Good and Evil is More than the Light and Dark Side
How do good people come to commit great acts of evil? Does that make them evil in turn? These are the questions that Star Wars has always concerned itself with. But where it normally tells the story of the Jedi and how emotions can tip the scales and lead a hero to the Dark Side (“Fear is the path to the dark side. Fear leads to anger. Anger leads to hate. Hate leads to suffering.” – Yoda), this story, like the newest movie, The Force Awakens, concerns itself with the Imperial forces that so often serve as nameless, faceless troops.
Cienna Ree is a poor girl from the planet Jelucan. She is one of the valley-folk who believe hard work, honor, and an oath are the highest of all callings. Thane Kyrell is a second-waver, from a rich, self-important family that has never cared much for him. They may be from the same planet, but they might as well be from different worlds. If not for the fact that the two share one dream, one love: flying. They form an unlikely friendship, built on the desire to become pilots. Together they practice, building each other up, so that one day they can fly for the Empire, which seeks to bring order and stability to the galaxy.Mostly, Thane just wants to fly and escape his cruel family. Cienna believes the Empire can bring aid to those in need and wants to bring honor to her family. Thanks to their joint training, the pair not only get accepted into an elite Imperial Academy, they excel. They become first in their year and upon graduation are given important postings. But as they serve, their paths diverge. Thane becomes disillusioned with the Empire as he sees the destruction and devastation it creates while Cienna remains steadfast to her oath to serve and rages against the rebels that kills someone she cares for. When Cienna and Thane end up on opposite sides, can their love for each other and their inner goodness overcome everything that threatens to tear them apart?
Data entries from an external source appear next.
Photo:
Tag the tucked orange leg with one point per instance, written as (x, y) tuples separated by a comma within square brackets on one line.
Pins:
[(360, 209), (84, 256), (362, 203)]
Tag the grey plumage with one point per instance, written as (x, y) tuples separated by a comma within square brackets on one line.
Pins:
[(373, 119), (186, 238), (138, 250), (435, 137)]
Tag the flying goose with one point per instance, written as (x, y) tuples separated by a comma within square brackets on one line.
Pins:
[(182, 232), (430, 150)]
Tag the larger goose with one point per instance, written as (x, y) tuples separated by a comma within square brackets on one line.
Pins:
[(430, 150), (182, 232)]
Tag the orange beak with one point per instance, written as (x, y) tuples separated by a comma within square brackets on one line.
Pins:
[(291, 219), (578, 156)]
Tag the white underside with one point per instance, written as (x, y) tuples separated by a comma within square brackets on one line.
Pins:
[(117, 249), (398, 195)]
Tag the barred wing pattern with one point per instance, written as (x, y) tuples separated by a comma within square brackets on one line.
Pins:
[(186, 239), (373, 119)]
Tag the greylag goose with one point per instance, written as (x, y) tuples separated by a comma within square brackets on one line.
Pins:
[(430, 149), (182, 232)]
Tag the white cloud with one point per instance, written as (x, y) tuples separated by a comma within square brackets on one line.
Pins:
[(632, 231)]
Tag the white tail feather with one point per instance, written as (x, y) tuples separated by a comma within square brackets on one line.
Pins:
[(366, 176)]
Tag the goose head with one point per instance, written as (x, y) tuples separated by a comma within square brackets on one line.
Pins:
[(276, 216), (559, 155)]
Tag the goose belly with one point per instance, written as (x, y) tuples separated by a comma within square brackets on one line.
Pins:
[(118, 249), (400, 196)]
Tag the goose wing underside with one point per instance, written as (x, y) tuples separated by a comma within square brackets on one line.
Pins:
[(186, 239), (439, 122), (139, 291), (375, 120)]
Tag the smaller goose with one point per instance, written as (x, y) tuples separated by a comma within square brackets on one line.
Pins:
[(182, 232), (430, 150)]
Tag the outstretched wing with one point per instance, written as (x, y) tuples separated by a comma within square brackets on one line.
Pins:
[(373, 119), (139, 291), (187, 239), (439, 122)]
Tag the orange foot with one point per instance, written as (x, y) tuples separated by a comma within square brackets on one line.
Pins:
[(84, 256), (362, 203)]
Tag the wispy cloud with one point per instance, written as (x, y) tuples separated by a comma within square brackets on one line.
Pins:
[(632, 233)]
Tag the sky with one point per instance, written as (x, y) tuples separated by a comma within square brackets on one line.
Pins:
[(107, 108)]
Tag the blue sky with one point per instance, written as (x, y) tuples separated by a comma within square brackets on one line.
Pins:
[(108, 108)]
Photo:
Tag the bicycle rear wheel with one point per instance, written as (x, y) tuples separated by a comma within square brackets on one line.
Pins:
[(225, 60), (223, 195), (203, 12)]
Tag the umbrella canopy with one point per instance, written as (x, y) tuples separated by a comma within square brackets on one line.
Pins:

I have read a number of Star Wars books over the years, but this might be my favorite. Cienna and Thane are both well-defined, real people who are relatable and easy to root for. Even as they make bad choices, you hope they will be able to see their mistakes and make up for them. In some ways they remain naive even as they reach the point where they should be jaded, but where it can be a turn-off in other stories, there is something endearing about this quality in Cienna and Thane. This book puts a face on the nameless masses that help the Empire reach its great successes and shows how they might have come to fight for a tyrant.
The only thing that ruined my reading experience was the fact that I kept trying to figure out how everything fit into the bigger Star Wars universe. The back-of-book summary promises some sneak peeks into the new movie and I could not help but scrutinize every new character, every ship, every incident to see if I could figure out what pieces would be relevant. Is there a character with the last name Ree or Kyrell? What about Windrider? Should I have heard of the planet Jelucan or the ship Mighty Oak Apocalypse? The questions were distracting and made it harder to stay in the mindset of the book. The exact timeline of the book is not laid out clearly in comparison to the cinematic universe. It took a lot to decipher when things in the book lined up with events in the movie. It was almost like a puzzle that I would have liked to spent less time solving, but it was not enough to keep me from enjoying Lost Stars anyway.